3.2.3 Moderating Variable

Internal R&D - In order to measure a firm’s internal R&D intensity I use the ratio between a firm’s personnel devoted to carry out R&D activities measured in Full Time Equivalents (FTEs) and a firm’s total personnel (in FTEs).

3.2.4 Control Variables

Firm size – According to research of Uhlaner et al. (2012) firm size can significantly affect, even within the SME context, a firm’s environmental innovativeness, due to resource constraints faced by smaller firms. To provide a stronger test this study will control for firm size by using the number of total employees in FTEs. As the distribution of firm size appears to be positively skewed, I create a natural logarithm of the firm size variable.

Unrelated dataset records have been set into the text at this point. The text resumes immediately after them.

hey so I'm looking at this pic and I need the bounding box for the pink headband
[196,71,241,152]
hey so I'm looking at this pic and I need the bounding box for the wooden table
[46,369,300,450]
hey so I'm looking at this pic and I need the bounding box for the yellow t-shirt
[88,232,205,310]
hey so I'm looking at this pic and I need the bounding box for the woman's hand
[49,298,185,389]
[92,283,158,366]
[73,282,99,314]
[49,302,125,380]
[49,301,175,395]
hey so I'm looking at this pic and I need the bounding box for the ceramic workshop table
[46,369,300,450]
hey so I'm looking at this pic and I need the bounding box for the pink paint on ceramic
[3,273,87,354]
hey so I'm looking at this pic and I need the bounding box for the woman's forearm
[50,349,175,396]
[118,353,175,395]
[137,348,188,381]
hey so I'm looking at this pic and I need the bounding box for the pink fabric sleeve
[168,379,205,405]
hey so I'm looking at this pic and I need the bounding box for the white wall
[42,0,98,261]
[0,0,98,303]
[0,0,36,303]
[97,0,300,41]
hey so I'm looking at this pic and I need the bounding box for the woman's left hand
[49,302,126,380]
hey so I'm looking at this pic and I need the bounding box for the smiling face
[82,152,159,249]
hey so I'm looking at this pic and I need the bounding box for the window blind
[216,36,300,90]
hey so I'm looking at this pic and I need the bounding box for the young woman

Firm age – General and environmental innovation literature indicate a significant relationship between the age of a firm and its (environmental) innovativeness (Jiménez-Jiménez and Sanz Valle, 2011; Wagner, 2007). Most of this literature indicate a positive relationship as older firms are more experienced and able to develop their operations more efficiently (Jiménez-Jiménez and Sanz Valle, 2011). Hence, I control for age. As the firm’s age distribution appears to be positively skewed, I create a natural logarithm for this variable.

Family influence – Much quantitative research indicates a positive, significant relationship between family ownership and environmental performance (Uhlaner et al., 2012). To control for this, I create a dummy variable in which a ‘1’ represents a firm which is family owned, while a ‘0’ represents a firm which is not family owned.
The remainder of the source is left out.